This post has about 13 Photoshop composites with my friend Julio. He has been one of my practice models for a few years now. Most of his photographs were shot in studio and then I use a combination of stock photography and my own photography for the backgrounds. I try and match up outfits, lighting, and theme so things make sense. The studio has a changing room so we can get a number of different outfits from casual to stylish and fashion forward.
As an artist/photographer and Photoshop I have complete control over how I want a photograph to appear. We can have as much shadow that we want. If we shot this photograph in real life we may have exaggerated shadows going behind the subject. If we add just enough shadow it looks real but more pleasing.
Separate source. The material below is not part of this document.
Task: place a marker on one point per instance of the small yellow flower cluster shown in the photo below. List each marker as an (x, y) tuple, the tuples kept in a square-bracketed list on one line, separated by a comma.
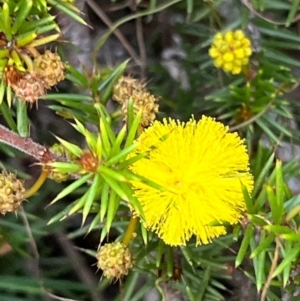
[(46, 71), (231, 51), (11, 193), (127, 88), (114, 259)]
I haven’t been to Greece but I did find this awesome photograph of the Acropolis of Athens with a spot that is perfect for a model to stand and pose for the camera.
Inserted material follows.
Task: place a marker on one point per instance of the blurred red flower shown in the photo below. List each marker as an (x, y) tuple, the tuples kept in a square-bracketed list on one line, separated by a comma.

Another thing I don’t have is a private jet, but with another stock photograph we have a cool photograph of Julio ready for a photo assignment on the plane, woo hoo!
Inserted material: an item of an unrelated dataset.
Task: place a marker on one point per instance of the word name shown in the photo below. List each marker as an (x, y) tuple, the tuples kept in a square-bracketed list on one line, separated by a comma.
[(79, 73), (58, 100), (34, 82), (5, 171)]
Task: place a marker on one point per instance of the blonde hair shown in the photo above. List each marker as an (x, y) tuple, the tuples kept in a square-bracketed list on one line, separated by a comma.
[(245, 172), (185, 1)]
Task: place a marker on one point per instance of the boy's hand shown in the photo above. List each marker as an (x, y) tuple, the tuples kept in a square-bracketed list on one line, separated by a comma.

I did photograph the City Creek Mall! A number of photographers had made arrangements to explore and photograph the mall one Saturday morning before crowds of shoppers arrive. Most malls will forbid photography of any kind. You would think that snapshots would be a good idea. People sharing photos of your mall on Instagram might make your mall more popular. I do understand pro photographers from having photo shoots on the mall—we would get in the way of a shopping experience. I photograph with lights and lightstands and that would get in the way. With Photoshop I can fake the whole experience. All I need to do is act the tourist and create background photos and then later drop the model in with Photoshop.
I have been to Chicago but at the time I wasn’t working on my Photoshop composite project. So I have to use stock photography for shots like this. I’ll make it to Chicago again some day and rock some photowalks.
The big challenge of compositing is adding feet or if the subject appears standing or sitting on the ground. It is really easy to create composites and the lower part of the body is cut from view. So Julio sitting at the capitol, or the Grand Central Station is going to be a challenge. With some practice and photos from different angles we can get a realistic image.
It’s another photograph where I get to paint in shadows and make feet on the ground look real. It has been hit or miss. But that is why I am practicing and hopefully getting better.